Israeli Prime Minister Benjamin Netanyahu insisted on Thursday most Americans agreed with Israel over dangers posed by Iran, even as he lost a battle to persuade the U.S. Congress to reject Tehran's nuclear deal with world powers including Washington.
In remarks at a Jewish New Year's reception at the Foreign Ministry, Netanyahu made no direct mention of President Barack Obama's victory on Wednesday in securing enough Senate votes to protect the July 14 agreement in Congress.
But Netanyahu, who angered the Democratic White House by addressing Congress in March at the invitation of the Republican leaders as part of his campaign against the deal, seemed to suggest his efforts were not futile.
Speaking of a need to preserve Israel's traditionally close ties with Washington despite what he called “differences of opinion”, Netanyahu told the diplomatic staffers: “I must say, however, that the overwhelming majority of the American public sees eye-to-eye with us on the danger emanating from Iran.”
He cited no evidence for his remark. A Reuters-Ipsos poll taken in the United States found that as of Sept. 1, 30 percent were in favor of the agreement, 30.7 percent against with 39.4 saying they did not know.
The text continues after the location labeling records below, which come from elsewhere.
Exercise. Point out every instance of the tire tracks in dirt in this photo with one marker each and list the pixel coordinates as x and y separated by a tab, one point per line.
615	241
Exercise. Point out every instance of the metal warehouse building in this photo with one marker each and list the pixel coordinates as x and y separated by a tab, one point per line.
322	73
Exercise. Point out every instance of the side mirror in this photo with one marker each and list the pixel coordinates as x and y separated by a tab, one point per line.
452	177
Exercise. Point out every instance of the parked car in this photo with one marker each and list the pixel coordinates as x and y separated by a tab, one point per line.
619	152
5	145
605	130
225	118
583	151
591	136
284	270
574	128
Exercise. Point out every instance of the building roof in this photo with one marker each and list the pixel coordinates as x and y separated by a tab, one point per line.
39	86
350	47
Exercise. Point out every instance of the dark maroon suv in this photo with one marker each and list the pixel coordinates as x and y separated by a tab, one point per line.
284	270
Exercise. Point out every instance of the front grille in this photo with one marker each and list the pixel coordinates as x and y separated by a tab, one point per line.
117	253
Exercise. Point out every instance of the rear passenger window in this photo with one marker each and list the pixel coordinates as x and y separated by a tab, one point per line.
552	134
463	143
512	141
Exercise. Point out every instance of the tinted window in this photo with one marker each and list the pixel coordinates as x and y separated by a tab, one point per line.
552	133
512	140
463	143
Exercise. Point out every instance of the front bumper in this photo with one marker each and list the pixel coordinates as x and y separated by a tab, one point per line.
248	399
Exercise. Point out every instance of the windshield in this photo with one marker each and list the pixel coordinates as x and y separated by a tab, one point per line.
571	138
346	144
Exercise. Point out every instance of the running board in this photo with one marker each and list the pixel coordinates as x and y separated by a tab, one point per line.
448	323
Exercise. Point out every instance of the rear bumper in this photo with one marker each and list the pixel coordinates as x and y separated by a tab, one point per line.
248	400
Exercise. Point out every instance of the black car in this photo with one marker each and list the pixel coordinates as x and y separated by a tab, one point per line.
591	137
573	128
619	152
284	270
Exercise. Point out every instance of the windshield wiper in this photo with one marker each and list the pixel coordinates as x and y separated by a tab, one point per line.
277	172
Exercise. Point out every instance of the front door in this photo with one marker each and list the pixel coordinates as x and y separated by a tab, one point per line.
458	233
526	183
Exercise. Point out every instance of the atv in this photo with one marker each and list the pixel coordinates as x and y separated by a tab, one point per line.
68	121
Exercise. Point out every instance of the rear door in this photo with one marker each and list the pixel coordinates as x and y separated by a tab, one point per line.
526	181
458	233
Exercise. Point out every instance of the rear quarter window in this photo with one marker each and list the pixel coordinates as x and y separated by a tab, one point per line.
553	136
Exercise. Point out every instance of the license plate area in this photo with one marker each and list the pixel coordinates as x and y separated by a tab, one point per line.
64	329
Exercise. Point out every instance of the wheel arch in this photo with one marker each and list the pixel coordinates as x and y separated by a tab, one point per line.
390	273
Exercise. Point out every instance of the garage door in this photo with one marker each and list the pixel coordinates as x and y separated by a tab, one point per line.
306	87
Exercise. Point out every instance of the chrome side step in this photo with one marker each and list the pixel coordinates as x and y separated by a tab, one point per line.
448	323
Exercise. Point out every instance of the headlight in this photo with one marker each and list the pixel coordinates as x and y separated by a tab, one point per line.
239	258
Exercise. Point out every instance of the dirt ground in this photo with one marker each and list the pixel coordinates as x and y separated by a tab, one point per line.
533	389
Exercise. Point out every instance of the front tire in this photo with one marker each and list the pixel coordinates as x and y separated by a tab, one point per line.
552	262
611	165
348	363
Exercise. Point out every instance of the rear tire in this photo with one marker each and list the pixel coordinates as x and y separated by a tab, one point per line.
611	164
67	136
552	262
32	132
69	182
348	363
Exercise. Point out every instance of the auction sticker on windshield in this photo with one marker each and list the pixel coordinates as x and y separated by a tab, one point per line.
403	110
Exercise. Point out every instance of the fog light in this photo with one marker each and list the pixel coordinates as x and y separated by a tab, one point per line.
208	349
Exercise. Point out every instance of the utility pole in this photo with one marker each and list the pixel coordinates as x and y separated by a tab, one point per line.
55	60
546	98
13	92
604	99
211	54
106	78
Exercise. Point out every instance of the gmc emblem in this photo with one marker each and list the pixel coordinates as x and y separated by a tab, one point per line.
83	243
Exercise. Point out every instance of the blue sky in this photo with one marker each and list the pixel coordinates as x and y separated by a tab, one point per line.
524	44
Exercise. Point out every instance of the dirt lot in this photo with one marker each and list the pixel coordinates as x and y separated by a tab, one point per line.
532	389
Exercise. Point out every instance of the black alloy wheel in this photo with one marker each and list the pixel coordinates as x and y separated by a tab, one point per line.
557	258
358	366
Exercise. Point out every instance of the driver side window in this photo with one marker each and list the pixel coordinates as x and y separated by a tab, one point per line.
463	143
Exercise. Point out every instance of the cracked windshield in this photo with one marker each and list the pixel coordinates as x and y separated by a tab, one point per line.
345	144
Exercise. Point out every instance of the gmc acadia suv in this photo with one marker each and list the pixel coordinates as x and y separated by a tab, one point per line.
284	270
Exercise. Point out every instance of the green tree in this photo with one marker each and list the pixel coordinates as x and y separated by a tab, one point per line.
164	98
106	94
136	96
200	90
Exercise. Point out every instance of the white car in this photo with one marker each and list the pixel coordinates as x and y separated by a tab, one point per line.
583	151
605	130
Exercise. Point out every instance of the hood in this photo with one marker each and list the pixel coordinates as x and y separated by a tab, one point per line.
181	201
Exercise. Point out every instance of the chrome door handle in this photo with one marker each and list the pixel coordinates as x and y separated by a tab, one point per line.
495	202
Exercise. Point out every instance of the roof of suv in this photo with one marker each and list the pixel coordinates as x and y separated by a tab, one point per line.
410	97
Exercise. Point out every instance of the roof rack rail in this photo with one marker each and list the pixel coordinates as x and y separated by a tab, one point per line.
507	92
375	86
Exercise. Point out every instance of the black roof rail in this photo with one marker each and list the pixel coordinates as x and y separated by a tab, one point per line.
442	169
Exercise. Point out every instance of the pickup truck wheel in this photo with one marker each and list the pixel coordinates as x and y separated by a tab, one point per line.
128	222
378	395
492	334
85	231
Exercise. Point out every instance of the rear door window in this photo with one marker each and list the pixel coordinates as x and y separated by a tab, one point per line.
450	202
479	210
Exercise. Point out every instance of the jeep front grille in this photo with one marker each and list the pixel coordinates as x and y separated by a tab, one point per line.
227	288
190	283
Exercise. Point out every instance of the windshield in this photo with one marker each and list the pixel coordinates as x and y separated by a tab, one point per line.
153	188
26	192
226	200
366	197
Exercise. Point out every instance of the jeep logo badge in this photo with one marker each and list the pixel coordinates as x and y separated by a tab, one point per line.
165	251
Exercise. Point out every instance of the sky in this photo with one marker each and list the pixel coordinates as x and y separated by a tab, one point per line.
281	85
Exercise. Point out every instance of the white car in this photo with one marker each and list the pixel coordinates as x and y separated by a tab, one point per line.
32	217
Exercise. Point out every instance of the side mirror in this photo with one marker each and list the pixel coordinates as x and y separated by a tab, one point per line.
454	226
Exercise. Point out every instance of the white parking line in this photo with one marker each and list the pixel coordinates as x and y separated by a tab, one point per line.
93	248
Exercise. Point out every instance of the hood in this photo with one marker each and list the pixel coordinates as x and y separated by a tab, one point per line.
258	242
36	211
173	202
But support and opposition is highly partisan. About 60 percent of Republicans oppose the deal. That number drops to 19 percent for all non-Republicans, including Democrats and independents. The poll had a credibility interval of 2.6 percent.
Israel's message to ordinary Americans, Netanyahu said, would continue to be that “Iran is the enemy of the United States – it declares that openly – and Israel is a U.S. ally”.
Ensuring the U.S. public understands that point will have “important ramifications for our security down the line”, Netanyahu said, according to an official statement.
In an interview last Friday with the Forward, a U.S. Jewish newspaper and news website, Obama held out the prospect of enhanced military and intelligence cooperation with Israel once the deal with Iran is implemented.
“There are always going to be arguments within families and among friends. And Israel isn’t just an ally, it’s not just a friend – it’s family,” Obama said.
Netanyahu and other opponents of the pact say it gives Iran too much sanctions relief in exchange for an insufficient regime for inspecting Iran's nuclear facilities. They worry Tehran will use a $50 billion “windfall” to finance Islamist militant groups that might threaten U.S. allies, including Israel.
Last month Obama touted the deal as “the strongest non-proliferation agreement ever negotiated” and said that if Congress scuttled it, Tehran's pathway to an atomic bomb would be accelerated and America's international credibility severely damaged.
Some U.S.-based pro-Israel groups have spent millions of dollars on campaigns urging Congress to reject it.
But on Wednesday, Democratic Senator Barbara Mikulski said she would support the deal, bringing the list of backers in the Senate to 34 – enough to sustain Obama's promised veto if the Republican-controlled Congress passes a disapproval resolution.
Netanyahu's critics have said his decision to address Congress at the Republicans' behest only alienated potential Democratic opponents of the accord and ultimately foiled his efforts to sink the agreement.